Seite:Die Gartenlaube (1861) 464.jpg

aus Wikisource, der freien Quellensammlung
Fertig. Dieser Text wurde zweimal anhand der Quelle korrekturgelesen. Die Schreibweise folgt dem Originaltext.
verschiedene: Die Gartenlaube (1861)

Der Wachtmeister trat hinzu und befühlte Hände und Brust der Frau. „Da ist nicht mehr zu retten und zu helfen,“ sagte er, „die arme Frau hat’s überstanden … aber kommt, Vesi, Euch kann noch geholfen werden! – Macht’s mit Euch selber aus, Durnerbauer, was Ihr gethan habt,“ fuhr er, zu diesem gewendet, fort, „vor der weltlichen Obrigkeit werdet Ihr es nicht zu verantworten haben, denn Eure Tochter wird Euch nicht anklagen, und ich will schweigen, ihretwegen und wegen Eures braven Martin, der mein Kriegscamerad gewesen ist!“ – Damit trat er zu Vesi, suchte sie emporzuziehen und sagte: „Kommt, Vesi, Ihr seid in dem Hause nicht mehr sicher; folgt mir, ich will Euch an einen Ort bringen, wo Ihr gut aufgehoben sein sollt.“

Vesi verharrte in ihrer Stellung und schüttelte mit dem Kopf. „Ich dank’ schön, Herr Wachtmeister,“ rief sie unter Thränen, – „aber ich geh’ nit fort. In das Haus gehör’ ich, und da muß ich aushalten … Die Mutter ist todt, der Vater wär’ jetzt ganz allein… Geht nur in Gott’s Namen, Herr Wachtmeister… wenn ihn auch der Zorn übergangen hat … es hat keine Gefahr für mich bei meinem Vater!“

„Hört Ihr das?“ sagte der Wachtmeister zu dem Bauer, der mit dem Fallen des Schusses todtenblaß, aber unbeweglich dagestanden war und die Büchse fest in den Händen hielt. „Könnt Ihr das hören, und es rührt Euch nicht?“

In das Angesicht des Bauers kehrte Leben und Röthe zurück, mit ihnen aber auch der Hohn und die alte Wildheit.

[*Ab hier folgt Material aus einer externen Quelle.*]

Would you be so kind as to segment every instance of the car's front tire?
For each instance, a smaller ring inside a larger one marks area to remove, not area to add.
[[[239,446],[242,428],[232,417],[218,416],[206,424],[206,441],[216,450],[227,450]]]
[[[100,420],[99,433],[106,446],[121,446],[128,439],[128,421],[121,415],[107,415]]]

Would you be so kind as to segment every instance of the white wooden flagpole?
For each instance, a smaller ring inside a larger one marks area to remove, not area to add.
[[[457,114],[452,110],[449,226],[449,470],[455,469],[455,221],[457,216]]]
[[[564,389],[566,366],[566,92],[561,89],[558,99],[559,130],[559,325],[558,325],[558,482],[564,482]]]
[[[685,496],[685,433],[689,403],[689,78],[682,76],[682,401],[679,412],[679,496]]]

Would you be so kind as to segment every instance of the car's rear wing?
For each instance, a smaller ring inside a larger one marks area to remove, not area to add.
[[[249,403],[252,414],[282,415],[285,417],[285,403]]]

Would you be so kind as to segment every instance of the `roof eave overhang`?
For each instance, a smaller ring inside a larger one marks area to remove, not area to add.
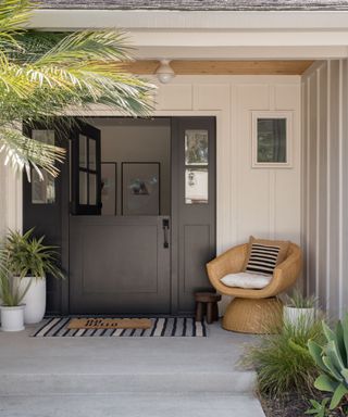
[[[347,56],[348,47],[348,11],[46,9],[34,12],[30,27],[122,28],[129,33],[139,58],[261,59],[278,49],[275,54],[283,59],[324,59]]]

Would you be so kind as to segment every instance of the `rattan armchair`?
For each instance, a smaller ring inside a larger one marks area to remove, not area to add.
[[[227,287],[221,278],[243,270],[248,253],[248,243],[235,247],[207,264],[212,286],[224,295],[232,295],[222,326],[226,330],[245,333],[264,333],[282,320],[283,304],[276,295],[297,280],[302,255],[300,248],[290,243],[286,258],[276,266],[270,283],[260,289]]]

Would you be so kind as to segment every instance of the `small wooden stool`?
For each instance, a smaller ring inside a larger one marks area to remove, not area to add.
[[[201,321],[207,312],[207,323],[210,325],[219,320],[217,301],[221,295],[215,292],[196,292],[196,321]]]

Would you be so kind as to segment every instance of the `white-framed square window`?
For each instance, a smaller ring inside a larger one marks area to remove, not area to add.
[[[252,167],[290,168],[293,112],[252,112]]]

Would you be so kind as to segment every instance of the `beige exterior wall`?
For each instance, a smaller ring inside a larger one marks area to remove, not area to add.
[[[332,60],[302,80],[306,289],[333,316],[348,309],[347,79],[347,60]]]

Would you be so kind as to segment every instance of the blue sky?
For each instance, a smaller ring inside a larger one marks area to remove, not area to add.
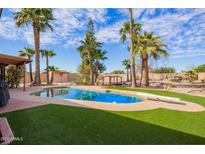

„Oho,“ lachte er grimmig, „mich macht man so leicht nicht kleinmüthig! Sie meint wohl, sie zwingt mich zuletzt doch noch mit ihrem Gewinsel … Hat sie mich denn schon gefragt, ob ich sie behalte, wenn sie bleiben will? Wenn sich Eins von uns demüthigen und zum Kreuz kriechen muß, ist sie’s! – In meinem Haus ist kein Platz für Leut’, die nit thun was ich will, und hab’ ich heut meinen Sohn verloren und mein Weib dazu, was frag’ ich darnach, wenn ich auch noch die Tochter verlier’!…“

Vesi wendete sich auf den Knieen und blickte nach dem Vater hin, die Thränen stockten in ihren starr aufgerissenen Augen.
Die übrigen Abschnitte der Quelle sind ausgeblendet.